Mistaken for Crazy Rich Asians? Singaporean couple robbed on honeymoon in South Africa

"Few people travel to South Africa so it's quite different. That makes it more memorable," the newlyweds thought.

Little did the couple know, their 12-day honeymoon in Cape Town last October wouldn't be that sweet of a memory.

The couple suffered a loss of roughly $1,500 on the very first day alone, they recounted to Red Ants recently.

They lost another $70 over the subsequent days.

Despite the presence of locals and other tourists, the couple found themselves constantly targeted during their trip.

The reason? For being mistaken as "crazy rich Asians" hailing from Singapore, they believed.

"I know! I've watched Crazy Rich Asians," a petrol kiosk staff replied when he found out that the two were from Singapore. 

At the start of their trip, a male stranger had approached them in a friendly fashion, slinging an arm over the husband as he did so.

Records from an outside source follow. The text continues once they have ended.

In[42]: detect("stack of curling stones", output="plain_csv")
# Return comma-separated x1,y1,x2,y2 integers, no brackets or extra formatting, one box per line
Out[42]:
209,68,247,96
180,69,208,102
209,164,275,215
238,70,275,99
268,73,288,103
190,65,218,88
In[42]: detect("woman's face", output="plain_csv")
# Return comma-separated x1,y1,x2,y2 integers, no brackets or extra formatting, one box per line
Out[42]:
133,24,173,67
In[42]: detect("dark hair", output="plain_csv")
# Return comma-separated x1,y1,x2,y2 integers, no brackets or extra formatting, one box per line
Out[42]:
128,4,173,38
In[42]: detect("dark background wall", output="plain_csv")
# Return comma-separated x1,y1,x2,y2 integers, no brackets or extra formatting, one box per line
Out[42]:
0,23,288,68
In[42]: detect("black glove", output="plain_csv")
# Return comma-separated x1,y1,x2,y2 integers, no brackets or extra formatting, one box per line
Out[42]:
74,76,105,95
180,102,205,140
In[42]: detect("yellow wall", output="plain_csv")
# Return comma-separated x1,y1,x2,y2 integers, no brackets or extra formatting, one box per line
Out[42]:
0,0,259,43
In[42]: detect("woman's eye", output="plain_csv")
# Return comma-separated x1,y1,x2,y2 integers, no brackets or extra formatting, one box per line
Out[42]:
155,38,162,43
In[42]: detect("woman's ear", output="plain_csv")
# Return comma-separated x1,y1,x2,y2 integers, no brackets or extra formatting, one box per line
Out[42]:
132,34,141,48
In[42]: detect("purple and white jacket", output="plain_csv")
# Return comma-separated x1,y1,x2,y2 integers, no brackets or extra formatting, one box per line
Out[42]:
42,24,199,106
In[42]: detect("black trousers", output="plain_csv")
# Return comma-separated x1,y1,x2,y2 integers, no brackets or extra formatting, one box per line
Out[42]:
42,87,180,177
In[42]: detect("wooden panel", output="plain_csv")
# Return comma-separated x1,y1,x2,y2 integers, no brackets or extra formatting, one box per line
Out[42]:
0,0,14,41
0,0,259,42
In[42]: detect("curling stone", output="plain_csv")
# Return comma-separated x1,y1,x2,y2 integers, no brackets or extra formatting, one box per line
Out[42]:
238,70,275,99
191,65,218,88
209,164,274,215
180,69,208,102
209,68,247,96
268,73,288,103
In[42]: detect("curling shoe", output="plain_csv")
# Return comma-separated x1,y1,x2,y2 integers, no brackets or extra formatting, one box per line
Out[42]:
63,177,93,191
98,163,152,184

But before the wife could pull him away, the stranger immediately unbuckled her husband's bag and tore away with it. In it was S$1,000 worth of South African Rand, as well as a branded wallet, their passports, work permits, room keys and car key.

The bag in question. PHOTO: Red Ants

After they returned to their senses, a woman claiming to be a tourism board staff offered to help them retrieve their important documents.

She immediately called the 'thief' and demanded that he returned their items in English. Not 15 minutes later, another man returned their passports, work permits and car key to them.

They lamented: "We don't know what happened, or if there are any private dealings, but it's very obvious that this 'tourism ambassador' knows this thief."

As if that wasn't enough to put a damper on their spirits, the couple were asked to pull over by the police for apparently flouting traffic regulations. For that, they were asked to either pay a fine or follow him to the police station.

A traffic police that stopped them. PHOTO: Red Ants

Worried that they might be taken to an unknown place, they paid him $20 and were allowed to drive away. Three days later, they were stopped once more and asked to pay another fine of $50.

The couple admitted that they didn't research the potential safety issues about Cape Town prior to their trip, having heard great things about the destination from their friends. 

"We never thought the wild animals would be safer than humans," they said.

Fortunately, they were able to claim compensation for the damages incurred through insurance.